NVIDIA / waveglow

A Flow-based Generative Network for Speech Synthesis
BSD 3-Clause "New" or "Revised" License
2.27k stars 531 forks source link

Abrupt noise, #68

Closed WendongGan closed 5 years ago

WendongGan commented 5 years ago

Does anybody have such a problem? When it is trained for 1000k steps with LjSpeech , the "abrupt noise" appears. For example: image image

The audio file is : LJ001-0007.wav_synthesis_01.zip

My config.json file is: image

I used single GPU。

Look forward your help!

WendongGan commented 5 years ago

Some friends think that the reason is that the dataset is not enough and overfitting appears.

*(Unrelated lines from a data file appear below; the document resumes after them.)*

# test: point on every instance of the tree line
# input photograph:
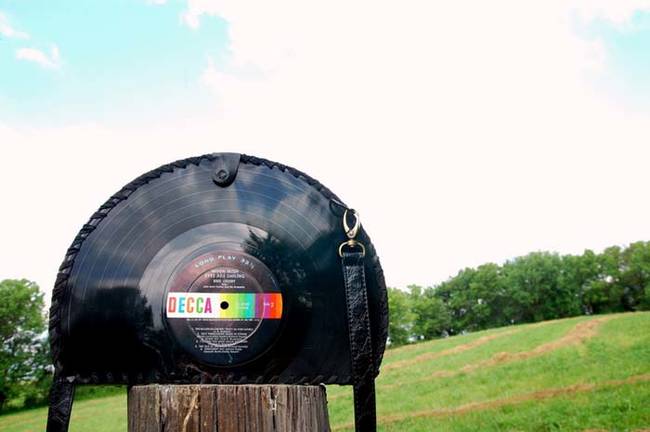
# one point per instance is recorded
(536, 287)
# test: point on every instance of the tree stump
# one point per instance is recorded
(227, 408)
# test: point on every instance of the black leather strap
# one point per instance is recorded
(61, 397)
(363, 376)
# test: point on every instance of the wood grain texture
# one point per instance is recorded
(227, 408)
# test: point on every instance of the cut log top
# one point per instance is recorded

WendongGan commented 5 years ago

My code is from commit f4c04e2. It is commited on Nov 10, 2018。The train costs so long time that I have not use latest code。 Does the latest code have this problem?

Yeongtae commented 5 years ago

Have you make the sample audio from melspectrogram or text?

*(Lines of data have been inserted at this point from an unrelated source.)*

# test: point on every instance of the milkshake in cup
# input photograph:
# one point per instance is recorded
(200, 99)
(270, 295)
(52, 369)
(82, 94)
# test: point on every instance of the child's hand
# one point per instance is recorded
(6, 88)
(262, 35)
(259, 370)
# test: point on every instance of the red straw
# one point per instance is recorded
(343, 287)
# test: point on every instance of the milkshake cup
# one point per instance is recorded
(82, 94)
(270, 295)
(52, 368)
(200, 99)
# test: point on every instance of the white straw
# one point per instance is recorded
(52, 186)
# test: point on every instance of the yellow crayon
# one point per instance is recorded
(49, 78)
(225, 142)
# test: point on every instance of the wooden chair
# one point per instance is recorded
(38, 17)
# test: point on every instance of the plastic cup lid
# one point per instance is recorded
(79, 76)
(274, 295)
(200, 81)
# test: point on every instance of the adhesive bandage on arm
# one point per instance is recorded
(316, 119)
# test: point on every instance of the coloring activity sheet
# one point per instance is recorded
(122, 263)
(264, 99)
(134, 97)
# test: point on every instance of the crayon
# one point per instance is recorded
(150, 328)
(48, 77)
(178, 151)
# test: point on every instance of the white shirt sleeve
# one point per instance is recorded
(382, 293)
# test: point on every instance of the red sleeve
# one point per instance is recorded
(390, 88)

WendongGan commented 5 years ago

When audio is made from melspectrogram and text, the "abrupt noise" will appear. The Both conditions get the same result of noise.

WendongGan commented 5 years ago

I'm trying the latest code. And I want to know whether the latest commits could solve the problem. For example, image

Yeongtae commented 5 years ago

@UESTCgan Is it solved? my model has similar noise. 8.zip

WendongGan commented 5 years ago

@UESTCgan Is it solved? my model has similar noise. 8.zip

I listened your sample. How many steps have you trained ? How many hours are your dataset of train ? You mean that your noise is this one :
image

I also have this noise, but the "Abrupt noise" is more serious. It is the noise :
image

I‘m trying the latest code of the author。The step is just 100k,it is not enough , so I'm not sure if it could solve the problem. (https://github.com/NVIDIA/waveglow/commit/f4c04e2d968de01b22d2fb092bbbf0cec0b6586f).

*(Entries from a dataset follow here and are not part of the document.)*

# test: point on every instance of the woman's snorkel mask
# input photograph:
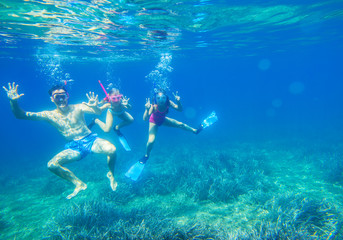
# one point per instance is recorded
(113, 98)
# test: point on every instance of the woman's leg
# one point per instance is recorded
(103, 146)
(151, 140)
(169, 122)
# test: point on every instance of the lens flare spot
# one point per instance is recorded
(190, 112)
(296, 88)
(277, 103)
(264, 64)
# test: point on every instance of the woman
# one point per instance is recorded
(117, 105)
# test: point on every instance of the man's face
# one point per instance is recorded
(60, 98)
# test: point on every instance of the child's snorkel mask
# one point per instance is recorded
(108, 98)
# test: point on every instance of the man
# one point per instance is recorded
(69, 121)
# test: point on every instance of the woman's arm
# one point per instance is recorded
(177, 106)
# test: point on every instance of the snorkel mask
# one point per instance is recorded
(161, 99)
(61, 98)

Yeongtae commented 5 years ago

My model was trained with 1100epoch. But it has reverb effect.

WendongGan commented 5 years ago

My model was trained with 1100epoch.

How many hours are your dataset of train ?

Yeongtae commented 5 years ago

With 8 v100 gpus in gcp vm, it takes 5 days. My experiment setting is following: Num channels: 8bit Batch size: 80( 10 for each gpu) Another prameters are dafault.

WendongGan commented 5 years ago

How much is your sigma ? I set it as 1.0 when I train and infer.

Yeongtae commented 5 years ago

Sigma is Sqrt(0.5) ~ 0.7071.... for training. It is default in the waveglow paper.

Sigma is 0.66 for inference. It is default in the demo.

WendongGan commented 5 years ago

Increase the sigma when infering , background noise will decrease.
image

Yeongtae commented 5 years ago

But big sigma makes more reverb effect.

WendongGan commented 5 years ago

But big sigma makes more reverb effect.

I see, thank you !

Yeongtae commented 5 years ago

My model was trained with 1100epoch.

How many hours are your dataset of train ?

my dataset consist of 13000 sentences and 10 hours.

yxt132 commented 5 years ago

Does anybody have such a problem? When it is trained for 1000k steps with LjSpeech , the "abrupt noise" appears. For example: image image

The audio file is : LJ001-0007.wav_synthesis_01.zip

My config.json file is: image

I used single GPU。

Look forward your help!

I saw you used 16k sampling rate. Isn't the sampling rate 22050 for the LJSPEECH dataset? Or does it matter? What does the segment length do? Does it have to be consistent with the sampling rate?

rafaelvalle commented 5 years ago

Segment length is independent of sampling rate. It is ok to convert LJS to 16khz. Note that if training tacotron in parallel, it must have the same audio specifications.

rafaelvalle commented 5 years ago

We've shared a quick hack to decrease the fixed noise from model's bias in waveglow : https://github.com/NVIDIA/tacotron2/issues/142#issuecomment-466506044

rafaelvalle commented 5 years ago

Closing due to inactivity.